A glass façade, reaching 12m in height in some places, reflects the green surroundings and creates a light presence that directs the eye towards the ceiling. The proposal that won the competition was much lighter and more ethereal, but his clients wanted something warmer and took him to visit the secessionist palace of the Liszt Academy of Music, whose art nouveau ceiling is twisted with golden leaves, with which Sou Fujimoto was inspired to propose a radical change in the project, with "30,000 decorative tree leaves placed on the suspended ceiling".
This is Fujimoto's third project in Europe, after his 2013 Serpentine Pavilion in London and his housing tower in Montpellier, France.
House of Hungarian Music by Sou Fujimoto. Photograph by Iwan Baan. Courtesy of Liget Budapest.
House of Hungarian Music by Sou Fujimoto. Photograph by Iwan Baan. Courtesy of Liget Budapest.
Controversy
The project is the first to be completed in a soon-to-be-opened €120m Museum of Ethnography, in the form of two gigantic curved wedges emerging from the ground, clad in an intricate lace wrapper that nods to Hungarian national dress.
A little further north the €300m National Gallery designed by Japanese architects Sanaa joins reconstruction proposals ranging from a neo-baroque palace to an art nouveau theatre. All this with the construction of the "largest biodome in Europe" in the nearby zoo (still unfinished as funding has run out).

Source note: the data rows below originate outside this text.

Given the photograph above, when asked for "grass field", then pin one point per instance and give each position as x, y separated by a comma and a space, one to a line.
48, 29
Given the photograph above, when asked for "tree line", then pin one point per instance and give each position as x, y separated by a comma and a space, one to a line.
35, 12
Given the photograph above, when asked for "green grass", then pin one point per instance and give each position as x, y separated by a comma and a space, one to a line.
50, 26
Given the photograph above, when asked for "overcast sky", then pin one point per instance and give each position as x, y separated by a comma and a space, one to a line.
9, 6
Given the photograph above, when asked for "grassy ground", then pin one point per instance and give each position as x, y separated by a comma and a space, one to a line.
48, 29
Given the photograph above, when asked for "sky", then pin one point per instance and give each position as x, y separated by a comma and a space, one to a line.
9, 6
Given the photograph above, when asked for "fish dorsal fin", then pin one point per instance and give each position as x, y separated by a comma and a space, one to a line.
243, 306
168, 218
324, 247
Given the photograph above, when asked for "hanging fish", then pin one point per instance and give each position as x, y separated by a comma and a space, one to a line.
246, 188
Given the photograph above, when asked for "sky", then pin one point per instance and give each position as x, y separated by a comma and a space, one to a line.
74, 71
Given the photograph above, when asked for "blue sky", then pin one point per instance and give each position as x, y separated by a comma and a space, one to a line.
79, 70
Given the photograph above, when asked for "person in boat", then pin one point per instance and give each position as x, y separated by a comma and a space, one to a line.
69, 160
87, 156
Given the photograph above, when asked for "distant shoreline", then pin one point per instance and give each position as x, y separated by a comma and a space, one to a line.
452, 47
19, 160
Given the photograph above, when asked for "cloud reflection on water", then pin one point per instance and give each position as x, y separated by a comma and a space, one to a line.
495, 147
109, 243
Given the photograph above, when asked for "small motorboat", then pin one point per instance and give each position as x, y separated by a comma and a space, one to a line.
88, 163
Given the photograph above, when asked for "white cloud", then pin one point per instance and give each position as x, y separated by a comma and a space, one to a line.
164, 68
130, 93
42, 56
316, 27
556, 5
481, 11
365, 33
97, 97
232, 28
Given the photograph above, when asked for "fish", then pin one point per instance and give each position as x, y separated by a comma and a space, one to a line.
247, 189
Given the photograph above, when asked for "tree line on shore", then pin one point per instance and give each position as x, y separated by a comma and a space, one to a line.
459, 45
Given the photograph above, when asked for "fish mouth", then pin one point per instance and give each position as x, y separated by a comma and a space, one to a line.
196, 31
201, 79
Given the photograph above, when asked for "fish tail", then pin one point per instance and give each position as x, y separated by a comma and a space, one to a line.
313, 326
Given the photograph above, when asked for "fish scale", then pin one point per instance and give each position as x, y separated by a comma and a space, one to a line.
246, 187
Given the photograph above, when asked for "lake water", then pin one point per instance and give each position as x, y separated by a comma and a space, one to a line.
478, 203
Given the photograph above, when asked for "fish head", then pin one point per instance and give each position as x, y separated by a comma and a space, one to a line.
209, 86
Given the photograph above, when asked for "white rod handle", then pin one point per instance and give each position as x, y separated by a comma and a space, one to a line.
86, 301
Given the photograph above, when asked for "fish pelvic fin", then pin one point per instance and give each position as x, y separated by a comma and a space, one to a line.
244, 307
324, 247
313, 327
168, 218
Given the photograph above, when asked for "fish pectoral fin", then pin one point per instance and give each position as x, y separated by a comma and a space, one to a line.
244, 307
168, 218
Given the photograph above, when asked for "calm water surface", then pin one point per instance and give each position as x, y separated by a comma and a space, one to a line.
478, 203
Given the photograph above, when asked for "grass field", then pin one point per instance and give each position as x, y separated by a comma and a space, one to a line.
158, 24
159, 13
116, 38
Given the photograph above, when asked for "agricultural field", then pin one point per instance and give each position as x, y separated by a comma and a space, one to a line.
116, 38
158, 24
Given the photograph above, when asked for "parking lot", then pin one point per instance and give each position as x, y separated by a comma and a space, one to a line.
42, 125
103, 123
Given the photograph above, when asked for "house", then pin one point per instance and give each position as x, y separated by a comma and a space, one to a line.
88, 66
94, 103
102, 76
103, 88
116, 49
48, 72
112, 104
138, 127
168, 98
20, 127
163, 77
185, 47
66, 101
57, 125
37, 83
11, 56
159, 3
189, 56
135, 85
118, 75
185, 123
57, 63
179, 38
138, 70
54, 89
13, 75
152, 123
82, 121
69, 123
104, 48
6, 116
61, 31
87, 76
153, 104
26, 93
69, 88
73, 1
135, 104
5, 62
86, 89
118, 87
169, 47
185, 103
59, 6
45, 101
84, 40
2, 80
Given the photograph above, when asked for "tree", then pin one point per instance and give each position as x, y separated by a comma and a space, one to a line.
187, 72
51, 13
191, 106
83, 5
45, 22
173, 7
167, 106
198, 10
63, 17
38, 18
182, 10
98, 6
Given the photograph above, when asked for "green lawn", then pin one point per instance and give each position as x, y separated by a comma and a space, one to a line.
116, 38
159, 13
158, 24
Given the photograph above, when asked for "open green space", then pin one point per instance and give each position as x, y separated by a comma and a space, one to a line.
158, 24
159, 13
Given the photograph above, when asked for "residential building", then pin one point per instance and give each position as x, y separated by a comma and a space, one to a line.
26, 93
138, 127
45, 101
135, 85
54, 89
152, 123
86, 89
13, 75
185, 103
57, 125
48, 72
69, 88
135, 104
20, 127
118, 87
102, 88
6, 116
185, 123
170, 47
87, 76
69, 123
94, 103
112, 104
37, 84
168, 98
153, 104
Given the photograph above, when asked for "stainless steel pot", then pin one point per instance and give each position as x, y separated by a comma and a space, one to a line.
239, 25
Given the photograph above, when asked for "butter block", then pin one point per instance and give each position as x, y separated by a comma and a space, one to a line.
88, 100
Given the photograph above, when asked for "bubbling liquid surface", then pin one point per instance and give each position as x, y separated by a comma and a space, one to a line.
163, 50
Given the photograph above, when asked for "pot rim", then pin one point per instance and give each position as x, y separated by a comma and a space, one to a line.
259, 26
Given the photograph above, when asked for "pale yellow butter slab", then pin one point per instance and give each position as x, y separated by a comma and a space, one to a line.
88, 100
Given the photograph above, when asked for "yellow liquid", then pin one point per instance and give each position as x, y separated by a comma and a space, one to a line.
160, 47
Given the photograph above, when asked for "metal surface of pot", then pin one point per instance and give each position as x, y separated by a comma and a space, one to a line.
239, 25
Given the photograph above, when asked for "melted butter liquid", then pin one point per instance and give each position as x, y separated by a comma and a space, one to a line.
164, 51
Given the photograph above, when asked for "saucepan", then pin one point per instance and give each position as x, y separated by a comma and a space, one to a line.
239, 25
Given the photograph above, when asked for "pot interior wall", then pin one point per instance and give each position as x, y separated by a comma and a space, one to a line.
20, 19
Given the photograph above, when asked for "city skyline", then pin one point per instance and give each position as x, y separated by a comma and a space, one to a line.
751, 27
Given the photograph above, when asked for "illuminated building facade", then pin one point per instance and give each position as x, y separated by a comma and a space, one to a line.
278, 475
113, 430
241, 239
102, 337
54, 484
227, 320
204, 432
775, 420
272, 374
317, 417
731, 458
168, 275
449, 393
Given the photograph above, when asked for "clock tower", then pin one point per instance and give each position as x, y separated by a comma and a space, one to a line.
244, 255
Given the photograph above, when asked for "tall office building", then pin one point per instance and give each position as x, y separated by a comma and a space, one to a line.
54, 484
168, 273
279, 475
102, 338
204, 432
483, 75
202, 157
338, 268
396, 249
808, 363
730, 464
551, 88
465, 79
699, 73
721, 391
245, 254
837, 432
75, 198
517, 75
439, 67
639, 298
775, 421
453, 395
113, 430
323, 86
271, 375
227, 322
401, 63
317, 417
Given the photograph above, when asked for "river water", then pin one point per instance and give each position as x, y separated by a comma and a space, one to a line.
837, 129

The set of works is immersed in a strong controversy between the right-wing government (its megalomania and its particular vision of democracy) that proposed the set as a recovery of the memory of the Habsburg era, when the park was designed and flanked by majestic palaces of art for the Millennium Exhibition of 1896, and the recently arrived leftist mayor who advocates stopping concrete in one of the most emblematic parks of old Europe.